First, though, a standalone episode centring on a character we’ve never seen before: a schoolboy called Loquareeous. We don’t even meet him until after an opening scene, featuring two men – one white, one Black – floating on a dark lake in a fishing boat. It plays like a fable on America’s wilful obliviousness to its own history of racial violence. Then, at the climactic moment, the action switches to a classroom where Loquareeous is asleep at his desk. He wakes to the happy news of a school trip to see Black Panther 2, “in an effort to promote more Black history in the curriculum”, but an overexuberant response lands him in the principal’s office. This sets in motion a chain of inept state interventions that lead to Loquareeous being taken out of his Black mother’s care and placed in the home of two apparently nurturing, white hippy women. There, the stench of brewing kombucha masks something far fouler.

These nightmares-within-nightmares have a surreal quality – Glover once jokingly described Atlanta as “Twin Peaks with rappers” – but are firmly rooted in historical fact. Lake Lanier, 50 miles north-east of Atlanta, really does hide beneath its waters the site of Oscarville, a former thriving Black community turned into a ghost town by KKK “night riders”. And, horrifically, in 2018, two white women really did drive their six Black adopted children off a cliff in an incident known as “the Hart family murders”. Their Facebook friends remarked on what a happy, wholesome family they seemed.

Donald Glover as Earn Marks and Brian Tyree Henry as Alfred ‘Paper Boi’ Miles in season three of Atlanta.
Donald Glover as Earn Marks and Brian Tyree Henry as Alfred ‘Paper Boi’ Miles go to Europe in season three of Atlanta. Photograph: Coco Olakunle/FX

That’s how Atlanta is. Just when you think you’re watching a whimsical stoner-comedy, it grabs you like a dead hand reaching up from a haunted lake, and reminds you of the absurdist horror lurking beneath. Opening a new season with such a narrative non-sequitur would be a bold move for any other show, but here it makes perfect sense. This is television as likely to take inspiration from internet memes and 90s kids cartoons as from a Palme d’Or-winner’s canon.

Earn and the gang do turn up eventually, in appearances interspersed with more standalone episodes. Their encounters with the “Zwarte Piet” blackface tradition in Amsterdam, overzealous white allies in London and semi-cancelled Irish actor Liam Neeson (playing himself) promise to make this season a bracing watch for any non-Americans who smugly assumed “real racism” was a Trumpland-only phenomenon.

Character continuity has not lost out to these bigger themes. Earn has developed impressive professional self-assurance, though an embarrassing incident at airport security might be his karmic retribution for the season two finale. Van (Zazie Beetz), meanwhile, is on a quest for purpose, accompanied by mystic sidekick Darius (LaKeith Stanfield). When they find themselves at a Midsommar-esque deathbed vigil, surrounded by whispering people in white, Darius argues the dying man must be Tupac, while Van has her existential anxieties soothed by a beatific “death doula”. But only temporarily.

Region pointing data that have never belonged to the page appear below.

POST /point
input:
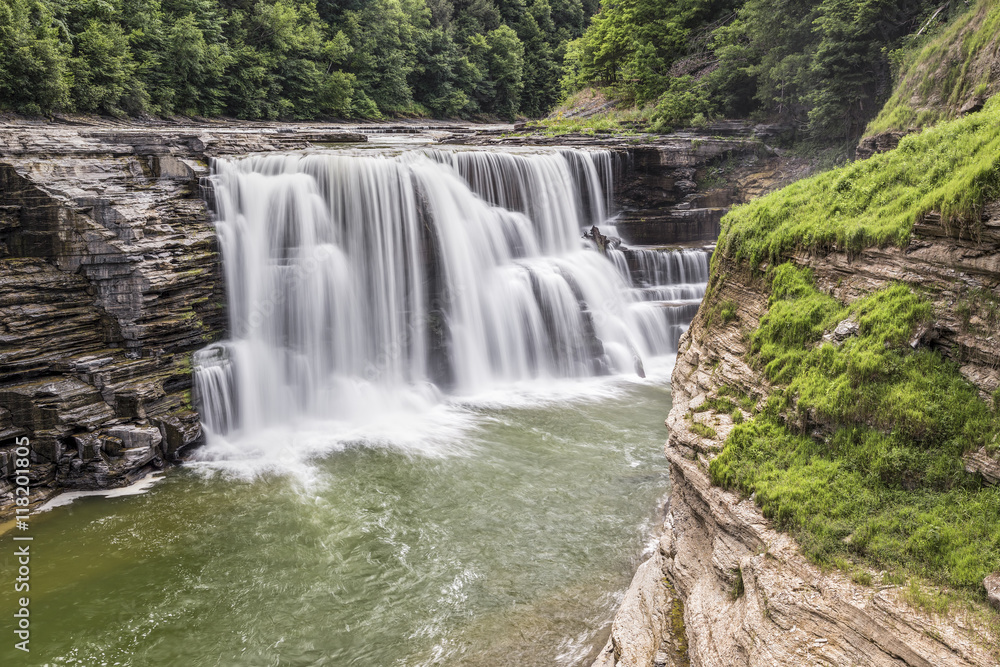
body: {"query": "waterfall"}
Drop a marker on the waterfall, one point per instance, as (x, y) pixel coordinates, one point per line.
(351, 276)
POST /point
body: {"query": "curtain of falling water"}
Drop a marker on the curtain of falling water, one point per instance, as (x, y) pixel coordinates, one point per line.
(358, 279)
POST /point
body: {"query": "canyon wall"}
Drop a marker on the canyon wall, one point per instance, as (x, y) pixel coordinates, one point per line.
(723, 587)
(109, 278)
(110, 273)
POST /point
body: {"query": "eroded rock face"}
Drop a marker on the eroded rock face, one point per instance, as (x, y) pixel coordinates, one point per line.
(749, 595)
(110, 277)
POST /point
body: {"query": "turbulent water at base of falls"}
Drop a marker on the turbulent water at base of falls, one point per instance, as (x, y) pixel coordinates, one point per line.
(361, 282)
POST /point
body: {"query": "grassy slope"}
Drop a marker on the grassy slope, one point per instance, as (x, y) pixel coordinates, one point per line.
(953, 168)
(858, 451)
(952, 68)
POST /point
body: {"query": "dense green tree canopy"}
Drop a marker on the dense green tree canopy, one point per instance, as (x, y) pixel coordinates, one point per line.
(286, 59)
(823, 64)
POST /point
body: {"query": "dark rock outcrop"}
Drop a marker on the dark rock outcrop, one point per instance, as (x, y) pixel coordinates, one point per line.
(750, 597)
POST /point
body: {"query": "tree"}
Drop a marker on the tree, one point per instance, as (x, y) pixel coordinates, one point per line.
(505, 64)
(34, 59)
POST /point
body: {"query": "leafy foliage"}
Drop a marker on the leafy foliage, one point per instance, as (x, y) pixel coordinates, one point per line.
(823, 64)
(285, 58)
(885, 482)
(953, 168)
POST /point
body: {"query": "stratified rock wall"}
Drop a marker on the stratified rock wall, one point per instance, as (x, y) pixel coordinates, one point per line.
(749, 596)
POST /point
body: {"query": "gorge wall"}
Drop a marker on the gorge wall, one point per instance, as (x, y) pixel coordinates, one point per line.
(110, 277)
(724, 586)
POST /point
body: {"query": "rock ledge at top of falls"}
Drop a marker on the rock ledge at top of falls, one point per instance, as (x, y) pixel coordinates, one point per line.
(110, 274)
(681, 608)
(675, 188)
(109, 278)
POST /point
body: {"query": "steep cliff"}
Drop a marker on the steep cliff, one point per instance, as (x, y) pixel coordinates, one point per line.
(109, 279)
(948, 74)
(834, 431)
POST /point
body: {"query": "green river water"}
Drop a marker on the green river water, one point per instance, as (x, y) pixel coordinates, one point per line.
(505, 535)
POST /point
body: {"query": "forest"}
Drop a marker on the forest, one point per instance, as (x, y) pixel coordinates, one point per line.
(825, 65)
(286, 59)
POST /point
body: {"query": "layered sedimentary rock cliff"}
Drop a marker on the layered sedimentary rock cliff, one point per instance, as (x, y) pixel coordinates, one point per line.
(724, 587)
(674, 189)
(109, 278)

Outside the world of the show, Atlanta’s cast members have ascended to a higher realm. Henry is a Marvel superhero, Stanfield is Oscar-nominated and Beetz is in Brad Pitt’s latest, Bullet Train, while creator-star Glover has signed a deal with Amazon’s Prime Video that may see him get his own channel and announced that Atlanta is over. The fourth season, already filmed, will be its last. Not to come off too much like a Tupac-worshipping Dutch cult member, but the end is nothing to fear. Atlanta’s impact is such that it is sure to live on with us for ever.